Project Phongsali: Villagers lead us to a 750 pound bomb. One of four million “big bombs” dropped on Laos.
Yai and our teenage, hang-around, self-appointed assistant, Dwee, completed their walk and have identified 58 old bomb craters within the village, an area that might cover four acres. That gives me a good picture of what went on here during the war. I don’t think we have any good reason to start counting craters out in the rice fields or neighboring forest. According to the US Department of Defense, there were more than 580,000 bomb runs over Laos between 1964 and 1973, and each run could include hundreds of individual bombs and thousands of cluster munitions.
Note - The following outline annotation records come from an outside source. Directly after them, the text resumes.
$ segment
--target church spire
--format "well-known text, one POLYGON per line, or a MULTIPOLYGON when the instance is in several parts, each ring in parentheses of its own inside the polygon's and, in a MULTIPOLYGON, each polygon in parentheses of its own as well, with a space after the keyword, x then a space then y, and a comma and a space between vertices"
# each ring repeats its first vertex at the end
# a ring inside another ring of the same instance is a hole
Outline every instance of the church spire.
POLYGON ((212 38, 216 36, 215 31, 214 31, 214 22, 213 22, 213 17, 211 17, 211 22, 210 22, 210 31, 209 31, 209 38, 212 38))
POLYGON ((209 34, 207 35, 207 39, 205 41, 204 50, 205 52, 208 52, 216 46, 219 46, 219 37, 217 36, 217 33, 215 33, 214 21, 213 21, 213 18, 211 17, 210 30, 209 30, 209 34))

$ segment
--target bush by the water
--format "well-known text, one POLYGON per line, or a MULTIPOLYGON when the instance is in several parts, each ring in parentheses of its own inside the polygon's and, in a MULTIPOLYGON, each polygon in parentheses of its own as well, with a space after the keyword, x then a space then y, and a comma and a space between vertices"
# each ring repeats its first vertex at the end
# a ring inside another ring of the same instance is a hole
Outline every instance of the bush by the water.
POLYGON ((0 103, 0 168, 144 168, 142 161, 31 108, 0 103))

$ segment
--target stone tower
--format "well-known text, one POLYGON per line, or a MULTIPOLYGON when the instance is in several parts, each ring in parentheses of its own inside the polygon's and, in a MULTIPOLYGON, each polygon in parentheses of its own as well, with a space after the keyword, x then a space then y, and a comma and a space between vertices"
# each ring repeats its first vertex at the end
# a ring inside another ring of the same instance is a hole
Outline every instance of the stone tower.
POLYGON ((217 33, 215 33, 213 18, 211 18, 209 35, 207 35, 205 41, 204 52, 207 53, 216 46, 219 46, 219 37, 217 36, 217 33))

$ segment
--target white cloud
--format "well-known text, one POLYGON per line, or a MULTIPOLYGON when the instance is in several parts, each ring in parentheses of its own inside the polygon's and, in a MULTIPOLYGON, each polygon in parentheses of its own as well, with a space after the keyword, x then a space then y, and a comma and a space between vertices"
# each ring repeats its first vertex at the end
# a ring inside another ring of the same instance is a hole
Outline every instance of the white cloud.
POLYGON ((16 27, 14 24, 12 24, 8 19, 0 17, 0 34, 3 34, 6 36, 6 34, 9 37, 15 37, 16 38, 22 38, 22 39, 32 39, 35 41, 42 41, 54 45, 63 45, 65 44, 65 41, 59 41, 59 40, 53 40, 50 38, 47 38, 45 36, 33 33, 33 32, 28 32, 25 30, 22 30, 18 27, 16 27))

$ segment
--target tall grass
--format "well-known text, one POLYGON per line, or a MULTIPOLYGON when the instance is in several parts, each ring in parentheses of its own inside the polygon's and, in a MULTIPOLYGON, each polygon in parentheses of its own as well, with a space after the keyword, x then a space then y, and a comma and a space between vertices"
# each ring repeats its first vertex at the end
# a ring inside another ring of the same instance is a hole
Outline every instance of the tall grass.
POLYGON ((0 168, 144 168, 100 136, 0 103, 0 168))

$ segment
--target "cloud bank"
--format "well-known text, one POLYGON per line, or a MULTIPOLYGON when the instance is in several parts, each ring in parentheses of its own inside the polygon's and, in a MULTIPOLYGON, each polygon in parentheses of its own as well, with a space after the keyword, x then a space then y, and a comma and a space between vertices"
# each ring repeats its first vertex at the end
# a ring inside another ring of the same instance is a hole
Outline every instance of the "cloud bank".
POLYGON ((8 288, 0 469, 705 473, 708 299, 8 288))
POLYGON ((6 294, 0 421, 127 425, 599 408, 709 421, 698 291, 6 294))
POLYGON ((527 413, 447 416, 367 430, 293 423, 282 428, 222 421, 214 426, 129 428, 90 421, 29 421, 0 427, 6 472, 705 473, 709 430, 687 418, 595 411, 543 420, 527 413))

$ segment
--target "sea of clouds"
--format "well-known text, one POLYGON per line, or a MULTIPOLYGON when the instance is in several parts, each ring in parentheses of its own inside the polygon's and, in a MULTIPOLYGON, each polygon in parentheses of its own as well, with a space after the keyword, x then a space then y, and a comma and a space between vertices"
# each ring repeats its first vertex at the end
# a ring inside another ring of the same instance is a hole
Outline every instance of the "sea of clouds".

We found our first “big bomb” yesterday. A “750.” As the name implies, a piece of work weighing 750 pounds: half that weight is hardened steel, and half is high explosive. The big bombs that bracket the 750, the five-hundred-pounder and the thousand-pounder, both look slim, fit, and aerodynamic. The 750 is a fat slob of a bomb.
A lady looking for wild greens came upon this one. The exposed surface area was not much bigger than my shoe; I’m impressed that the lady recognized it for what it was, and secondly, that she didn’t dig around exploring the thing. Glad to say that curiosity won’t likely kill that cat.
It took an hour for the guys to dig the bomb out of its four-decade- old resting place. They spent most of that time carefully exposing the bomb’s nose and tail fuses and accounting for several missing parts. Last year I met the parents of a couple of teens who found a bomb similar to ours and thought that, because its charge was burnt away, it was safe. Then, one of the kids picked up a stray piece, probably a booster; it exploded, killing them instantly and wounding two of their friends.
When today’s excavation was complete, we marked the site, but we’ll do nothing with this bomb until the end of the project. At that time we may have many small items that can be moved safely to a demolition site. If that’s the case, we’ll stack everything we want to get rid of next to the 750 and use its massive charge to destroy the whole assortment, saving us the cost of TNT.
The tailfins of the 750 probably weighed 25 pounds. As I watched a de-miner carry the fins out of the forest, through a couple of steams and over several fences, I knew what he had in mind. The guys will often carry home the bomb fragments that they find while clearing ordnance, and then sell the refuse to a local scrap dealer for cigarette and beer money.
This being the villagers’ first exposure to humanitarian clearance, they naturally have a fair amount of suspicion about why we are here, and might be wondering about what’s in it for us. The last thing I want is for villagers to falsely conclude that we are profiting from their ordnance. So… in the end, I had the de-miner hand the tailfins over to the lady who led us to the bomb, and I reimbursed the team’s cigarette kitty for 30,000 kip (about four dollars US).